2°) Le CCI avait surgi comme un conglomérat de différents couples d’individus et fragments de résidus du gauchisme ultra. Cela découlait de la situation en Europe après 1968, de l’existence ou de la vie végétative de nombreux groupes, du fait d’une certaine confusion dans tous les groupes ; de l’absence d’un groupe qui aurait joui d’une autorité vis-à-vis des autres groupes, et sur lequel on pourrait s’appuyer avec complète certitude. L’hétérogénéité de la composition du CCI prédéfinissait l’inévitabilité dans l’ultérieur de la sélection et de l’épuration des rangs. Ce processus s’est cependant prolongé trop longtemps après ma disparition pour des causes dans la délibération desquelles je n’entrerai pas ici.
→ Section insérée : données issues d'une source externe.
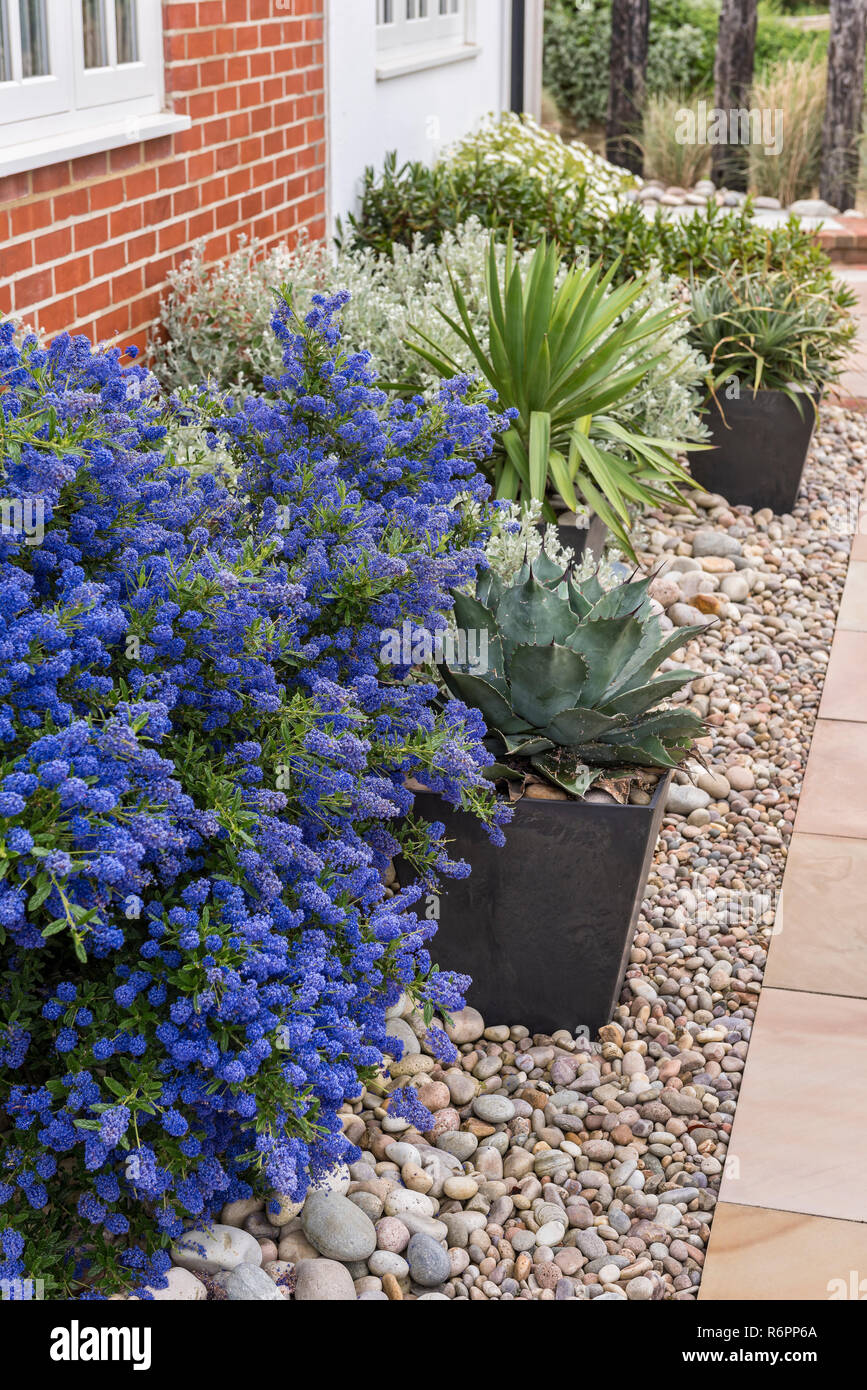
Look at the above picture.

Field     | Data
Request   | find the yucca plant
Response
[440,555,703,796]
[410,235,695,555]
[691,271,854,414]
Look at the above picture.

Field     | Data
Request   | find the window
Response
[0,0,189,174]
[377,0,479,78]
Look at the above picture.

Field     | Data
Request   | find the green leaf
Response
[439,666,527,734]
[496,573,575,653]
[529,410,550,500]
[567,617,642,705]
[509,642,588,728]
[28,877,54,912]
[602,667,699,719]
[545,708,624,748]
[42,917,69,937]
[531,755,602,796]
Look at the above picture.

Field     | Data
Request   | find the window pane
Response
[0,0,13,82]
[114,0,139,63]
[82,0,108,68]
[18,0,51,78]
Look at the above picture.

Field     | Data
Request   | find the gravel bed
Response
[170,409,867,1301]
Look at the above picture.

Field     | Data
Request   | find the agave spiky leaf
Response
[442,556,703,795]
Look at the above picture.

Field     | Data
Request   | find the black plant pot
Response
[538,513,609,560]
[689,391,816,516]
[396,774,670,1033]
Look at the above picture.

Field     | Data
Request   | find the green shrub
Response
[338,113,635,256]
[153,218,706,445]
[574,203,834,288]
[691,272,854,407]
[408,236,700,555]
[543,0,717,126]
[543,0,828,128]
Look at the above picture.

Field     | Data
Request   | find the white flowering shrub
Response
[443,111,641,213]
[153,218,706,439]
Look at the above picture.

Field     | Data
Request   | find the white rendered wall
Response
[327,0,511,227]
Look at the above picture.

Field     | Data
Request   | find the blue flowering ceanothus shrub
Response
[0,299,506,1298]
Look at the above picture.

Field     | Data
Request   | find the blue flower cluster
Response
[0,297,507,1297]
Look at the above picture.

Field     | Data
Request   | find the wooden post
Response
[818,0,867,213]
[710,0,757,192]
[606,0,650,174]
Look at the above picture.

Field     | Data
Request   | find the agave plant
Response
[691,272,854,414]
[440,555,703,796]
[410,235,695,557]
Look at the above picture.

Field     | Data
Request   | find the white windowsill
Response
[377,43,482,82]
[0,111,193,178]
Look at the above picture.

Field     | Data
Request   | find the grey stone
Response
[302,1193,377,1259]
[295,1259,356,1302]
[171,1223,261,1275]
[692,531,741,559]
[472,1095,514,1125]
[666,783,711,816]
[217,1264,283,1302]
[406,1234,450,1289]
[575,1230,609,1259]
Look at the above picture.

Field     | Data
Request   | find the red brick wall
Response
[0,0,325,358]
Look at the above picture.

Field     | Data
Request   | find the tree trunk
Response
[818,0,867,213]
[710,0,757,190]
[606,0,650,174]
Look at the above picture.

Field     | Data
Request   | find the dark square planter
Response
[689,391,816,516]
[396,776,670,1033]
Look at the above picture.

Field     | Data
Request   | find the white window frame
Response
[0,0,190,175]
[375,0,481,81]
Je dirai seulement qu’à l’égard de certains militants sincères ou plus pertinents que les OC, on n’a pas adopté une politique suffisamment conséquente, qui aurait dû intégrer des tentatives de collaboration loyale, et non les « judiciariser » comme éléments douteux aux yeux de tout le monde, et leur donner la possibilité de se corriger ou de se discréditer. Dans la plupart des cas, cela s’est terminé vulgairement par leur élimination de l’organisation. En tout cas, le temps est venu de tirer les conséquences organisationnelles nécessaires d’une expérience politique trop prolongée.
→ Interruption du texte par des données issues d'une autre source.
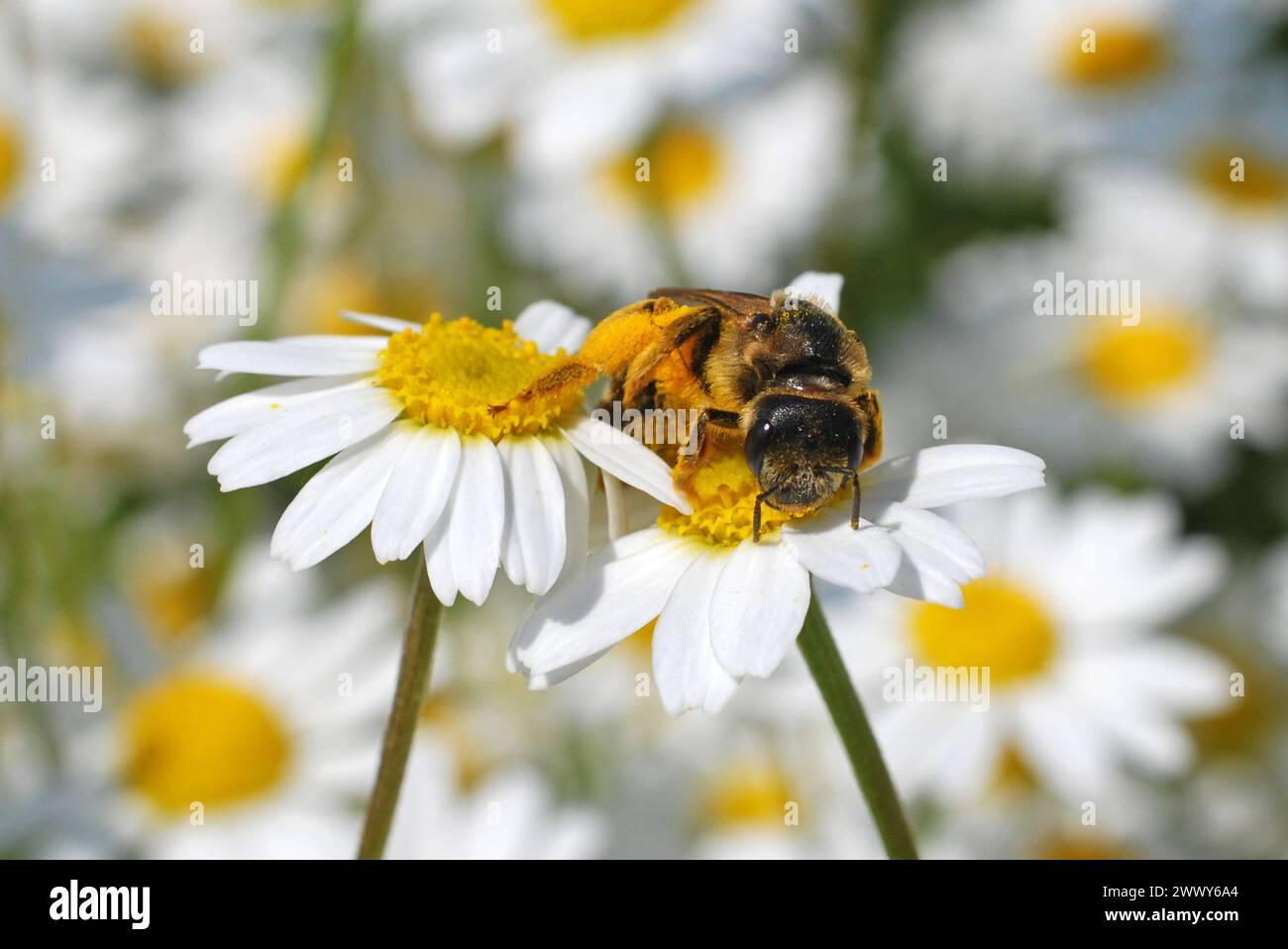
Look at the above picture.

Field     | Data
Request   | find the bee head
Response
[744,394,863,514]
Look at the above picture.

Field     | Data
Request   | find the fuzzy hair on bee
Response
[494,280,883,540]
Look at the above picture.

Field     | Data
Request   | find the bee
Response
[496,287,883,541]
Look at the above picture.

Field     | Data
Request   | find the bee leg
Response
[751,490,774,544]
[818,468,860,531]
[675,408,738,486]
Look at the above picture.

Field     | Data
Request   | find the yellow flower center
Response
[121,9,203,89]
[540,0,693,43]
[657,451,791,547]
[287,261,378,336]
[130,562,218,643]
[252,128,313,207]
[702,760,796,829]
[1033,828,1132,860]
[1081,315,1206,405]
[125,675,291,814]
[420,692,492,791]
[0,115,22,207]
[1190,146,1288,211]
[1059,23,1167,89]
[376,313,583,442]
[625,619,657,666]
[602,126,724,214]
[911,577,1056,685]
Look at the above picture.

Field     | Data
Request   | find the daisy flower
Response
[824,489,1229,806]
[506,70,851,296]
[1064,68,1288,312]
[74,551,403,859]
[184,301,687,605]
[404,0,825,171]
[892,0,1270,181]
[387,735,604,860]
[509,446,1043,714]
[884,225,1288,490]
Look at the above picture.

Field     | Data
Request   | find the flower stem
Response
[358,560,443,860]
[796,595,917,860]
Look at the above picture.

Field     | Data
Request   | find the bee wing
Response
[649,287,773,328]
[579,297,720,374]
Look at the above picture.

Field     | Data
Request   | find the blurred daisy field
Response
[0,0,1288,859]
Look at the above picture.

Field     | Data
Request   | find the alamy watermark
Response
[1033,270,1140,326]
[881,660,992,712]
[590,400,702,455]
[150,270,259,326]
[0,660,103,712]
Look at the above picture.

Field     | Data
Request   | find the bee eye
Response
[743,418,774,476]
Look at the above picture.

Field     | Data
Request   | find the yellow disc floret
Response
[376,313,583,442]
[1060,22,1168,89]
[702,759,795,830]
[1189,145,1288,214]
[657,451,791,547]
[541,0,693,43]
[0,112,23,207]
[124,675,291,814]
[1081,314,1207,407]
[912,577,1057,685]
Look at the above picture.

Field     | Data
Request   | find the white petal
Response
[501,438,568,596]
[514,300,590,353]
[424,509,460,606]
[787,270,845,314]
[880,503,984,609]
[371,421,461,564]
[206,387,403,490]
[709,540,808,679]
[447,435,506,606]
[510,528,700,676]
[653,554,738,714]
[183,376,375,448]
[340,310,421,334]
[782,508,901,593]
[545,435,590,576]
[563,416,693,514]
[860,444,1046,507]
[496,438,527,585]
[197,336,385,376]
[1015,691,1118,801]
[270,425,412,571]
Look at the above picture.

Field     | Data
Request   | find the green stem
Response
[796,596,917,860]
[358,560,443,860]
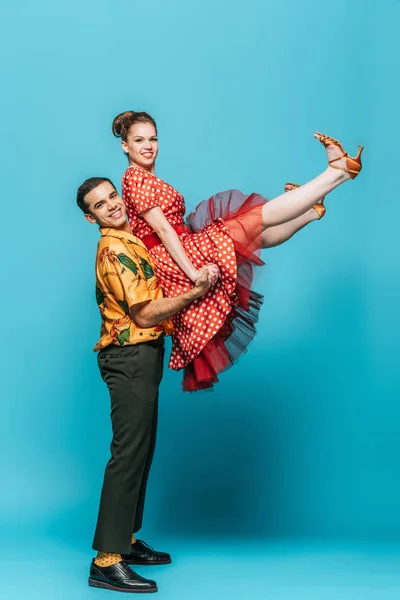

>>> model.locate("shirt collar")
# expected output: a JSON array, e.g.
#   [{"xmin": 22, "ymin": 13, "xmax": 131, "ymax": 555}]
[{"xmin": 99, "ymin": 227, "xmax": 142, "ymax": 246}]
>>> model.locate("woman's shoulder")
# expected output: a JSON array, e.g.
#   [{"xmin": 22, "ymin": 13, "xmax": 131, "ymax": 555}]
[{"xmin": 123, "ymin": 165, "xmax": 163, "ymax": 184}]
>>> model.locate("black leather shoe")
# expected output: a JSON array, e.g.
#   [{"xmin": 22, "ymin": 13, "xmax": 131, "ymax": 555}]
[
  {"xmin": 89, "ymin": 559, "xmax": 158, "ymax": 594},
  {"xmin": 122, "ymin": 540, "xmax": 171, "ymax": 565}
]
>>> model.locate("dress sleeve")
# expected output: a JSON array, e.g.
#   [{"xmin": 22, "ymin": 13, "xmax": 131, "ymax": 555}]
[
  {"xmin": 122, "ymin": 169, "xmax": 160, "ymax": 214},
  {"xmin": 99, "ymin": 248, "xmax": 151, "ymax": 314}
]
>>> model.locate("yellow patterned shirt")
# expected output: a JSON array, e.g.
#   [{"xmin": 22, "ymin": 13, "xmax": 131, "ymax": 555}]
[{"xmin": 94, "ymin": 228, "xmax": 172, "ymax": 352}]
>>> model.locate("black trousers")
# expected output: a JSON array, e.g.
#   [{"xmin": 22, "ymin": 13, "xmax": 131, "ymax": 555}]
[{"xmin": 93, "ymin": 338, "xmax": 164, "ymax": 554}]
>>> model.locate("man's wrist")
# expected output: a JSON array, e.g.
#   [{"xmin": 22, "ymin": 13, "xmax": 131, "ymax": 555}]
[{"xmin": 184, "ymin": 286, "xmax": 201, "ymax": 302}]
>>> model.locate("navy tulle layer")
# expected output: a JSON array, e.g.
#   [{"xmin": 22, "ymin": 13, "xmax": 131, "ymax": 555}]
[{"xmin": 183, "ymin": 190, "xmax": 267, "ymax": 392}]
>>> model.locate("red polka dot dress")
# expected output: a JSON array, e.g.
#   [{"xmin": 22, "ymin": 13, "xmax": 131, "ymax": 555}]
[{"xmin": 122, "ymin": 166, "xmax": 267, "ymax": 391}]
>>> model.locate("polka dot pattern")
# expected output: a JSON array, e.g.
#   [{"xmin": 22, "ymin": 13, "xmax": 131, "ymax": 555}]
[{"xmin": 122, "ymin": 167, "xmax": 238, "ymax": 370}]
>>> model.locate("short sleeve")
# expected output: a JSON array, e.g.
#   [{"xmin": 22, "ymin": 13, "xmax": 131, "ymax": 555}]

3°) On ne discute plus dans le CCI contrôlé par un clone de Rachida Dati. Toutes les discussions dans le milieu maximaliste tournent, elles, par contre maintenant autour de la « Fraction » et de « Perspective Internationaliste » (P.I.). J’ai survolé l’Appel de PI au « milieu révolutionnaire », pas très précis ni regardant sur les critères. Je crains beaucoup que l’appel au rassemblement de cette poignée d’intellectuels et de retraités du CCI n’apporte dans la chose du regroupement des énergies qu’une bonne part de scolastique.
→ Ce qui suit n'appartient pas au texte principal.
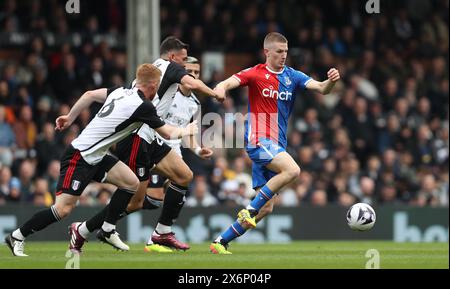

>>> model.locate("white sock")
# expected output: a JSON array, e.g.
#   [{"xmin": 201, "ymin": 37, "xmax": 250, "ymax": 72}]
[
  {"xmin": 78, "ymin": 222, "xmax": 91, "ymax": 239},
  {"xmin": 12, "ymin": 229, "xmax": 25, "ymax": 241},
  {"xmin": 102, "ymin": 222, "xmax": 116, "ymax": 232},
  {"xmin": 155, "ymin": 223, "xmax": 172, "ymax": 234},
  {"xmin": 245, "ymin": 205, "xmax": 256, "ymax": 211}
]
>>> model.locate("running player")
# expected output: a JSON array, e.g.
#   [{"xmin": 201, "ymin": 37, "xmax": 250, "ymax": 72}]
[
  {"xmin": 71, "ymin": 37, "xmax": 223, "ymax": 251},
  {"xmin": 210, "ymin": 32, "xmax": 340, "ymax": 254},
  {"xmin": 5, "ymin": 64, "xmax": 197, "ymax": 257},
  {"xmin": 144, "ymin": 56, "xmax": 213, "ymax": 252}
]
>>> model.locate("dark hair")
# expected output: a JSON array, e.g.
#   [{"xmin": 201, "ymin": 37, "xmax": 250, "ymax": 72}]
[
  {"xmin": 186, "ymin": 56, "xmax": 200, "ymax": 64},
  {"xmin": 264, "ymin": 32, "xmax": 288, "ymax": 48},
  {"xmin": 159, "ymin": 36, "xmax": 189, "ymax": 55}
]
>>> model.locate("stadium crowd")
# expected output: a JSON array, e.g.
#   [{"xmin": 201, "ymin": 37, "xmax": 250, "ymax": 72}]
[{"xmin": 0, "ymin": 0, "xmax": 449, "ymax": 206}]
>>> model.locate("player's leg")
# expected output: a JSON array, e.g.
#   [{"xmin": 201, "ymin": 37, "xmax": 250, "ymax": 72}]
[
  {"xmin": 5, "ymin": 146, "xmax": 87, "ymax": 256},
  {"xmin": 75, "ymin": 134, "xmax": 149, "ymax": 245},
  {"xmin": 142, "ymin": 173, "xmax": 174, "ymax": 253},
  {"xmin": 239, "ymin": 152, "xmax": 300, "ymax": 228},
  {"xmin": 142, "ymin": 172, "xmax": 170, "ymax": 210},
  {"xmin": 152, "ymin": 145, "xmax": 193, "ymax": 250},
  {"xmin": 210, "ymin": 141, "xmax": 300, "ymax": 254},
  {"xmin": 71, "ymin": 160, "xmax": 139, "ymax": 251}
]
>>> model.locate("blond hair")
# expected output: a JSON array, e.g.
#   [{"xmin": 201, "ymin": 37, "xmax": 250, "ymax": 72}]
[
  {"xmin": 136, "ymin": 63, "xmax": 161, "ymax": 84},
  {"xmin": 264, "ymin": 32, "xmax": 288, "ymax": 49}
]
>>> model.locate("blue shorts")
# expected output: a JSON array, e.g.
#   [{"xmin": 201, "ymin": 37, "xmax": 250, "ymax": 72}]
[{"xmin": 246, "ymin": 139, "xmax": 286, "ymax": 189}]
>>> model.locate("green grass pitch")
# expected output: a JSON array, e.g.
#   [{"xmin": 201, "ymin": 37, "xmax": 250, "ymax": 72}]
[{"xmin": 0, "ymin": 241, "xmax": 449, "ymax": 269}]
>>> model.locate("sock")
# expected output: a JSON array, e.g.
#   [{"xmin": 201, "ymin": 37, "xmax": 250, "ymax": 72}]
[
  {"xmin": 216, "ymin": 221, "xmax": 246, "ymax": 244},
  {"xmin": 155, "ymin": 223, "xmax": 172, "ymax": 234},
  {"xmin": 86, "ymin": 205, "xmax": 109, "ymax": 233},
  {"xmin": 142, "ymin": 196, "xmax": 163, "ymax": 210},
  {"xmin": 246, "ymin": 185, "xmax": 274, "ymax": 211},
  {"xmin": 11, "ymin": 229, "xmax": 25, "ymax": 241},
  {"xmin": 85, "ymin": 205, "xmax": 133, "ymax": 232},
  {"xmin": 158, "ymin": 183, "xmax": 188, "ymax": 226},
  {"xmin": 104, "ymin": 189, "xmax": 135, "ymax": 225},
  {"xmin": 78, "ymin": 222, "xmax": 91, "ymax": 239},
  {"xmin": 102, "ymin": 221, "xmax": 116, "ymax": 232},
  {"xmin": 20, "ymin": 206, "xmax": 61, "ymax": 238}
]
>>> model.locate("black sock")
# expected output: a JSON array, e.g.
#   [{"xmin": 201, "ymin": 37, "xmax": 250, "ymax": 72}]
[
  {"xmin": 158, "ymin": 183, "xmax": 188, "ymax": 226},
  {"xmin": 142, "ymin": 196, "xmax": 163, "ymax": 210},
  {"xmin": 104, "ymin": 189, "xmax": 135, "ymax": 227},
  {"xmin": 20, "ymin": 206, "xmax": 61, "ymax": 237}
]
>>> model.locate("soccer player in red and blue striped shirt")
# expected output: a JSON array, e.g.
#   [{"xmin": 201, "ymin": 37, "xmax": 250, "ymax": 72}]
[{"xmin": 210, "ymin": 32, "xmax": 340, "ymax": 254}]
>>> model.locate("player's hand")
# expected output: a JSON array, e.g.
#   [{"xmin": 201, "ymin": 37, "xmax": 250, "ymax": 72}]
[
  {"xmin": 186, "ymin": 120, "xmax": 198, "ymax": 136},
  {"xmin": 55, "ymin": 115, "xmax": 72, "ymax": 131},
  {"xmin": 214, "ymin": 86, "xmax": 226, "ymax": 102},
  {"xmin": 198, "ymin": 148, "xmax": 214, "ymax": 160},
  {"xmin": 327, "ymin": 68, "xmax": 341, "ymax": 82}
]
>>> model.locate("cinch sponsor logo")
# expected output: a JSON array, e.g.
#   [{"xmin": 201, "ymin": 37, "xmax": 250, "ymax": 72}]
[{"xmin": 262, "ymin": 86, "xmax": 292, "ymax": 101}]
Tous autant que nous sommes dispersés ? Est-ce que nous sommes une fraction du parti ou une fraction du communisme maximaliste? Formellement nous ne sommes pas une fraction minimaliste du parti, car nous sommes en dehors des rangs de tout parti bourgeois et il n’existe plus de parti prolétarien même dégénéré, même à redresser. D’autre part, la notion du communisme est inséparable de la notion du parti (mais c’est trop compliqué pour nos intellectuels conseilleurs des ouvriers, aussi je laisse le soin à d’autres camarades de le leur expliquer). Dans notre situation, il y a une contradiction créée non pas par les fautes de la logique formelle, mais par des contradictions historiques objectives. Cette contradiction ne peut pas durer éternellement. Elle doit se résoudre dans l’un ou l’autre sens. Il n’est pas probable que ces exercices formels avec le mot « Fraction » ou le flirt des Max et des François avec les petits rigolos de la communisation puissent approcher de la solution. Tout ce qu’il y a de fondamental dans ce qui détermine notre rapport avec le parti futur et une nouvelle organisation internationale a déjà été dit avec une détermination suffisante dans mes documents fondamentaux du CCI avant qu’il ne devienne une nouvelle secte irrespirable. Il n’y a pas de fondement pour changer ce qui a été dit et écrit par moi, parce que la situation objective, dans ses traits fondamentaux de l’opposition des classes, n’a pas changé encore ni dans l’un ni dans l’autre sens. Nous luttons comme auparavant dans le but de renverser le capitalisme et sous la responsabilité du prolétariat pas de la petite bourgeoisie ni en faisant confiance à un cartel de vieux intellectuels sur le retour.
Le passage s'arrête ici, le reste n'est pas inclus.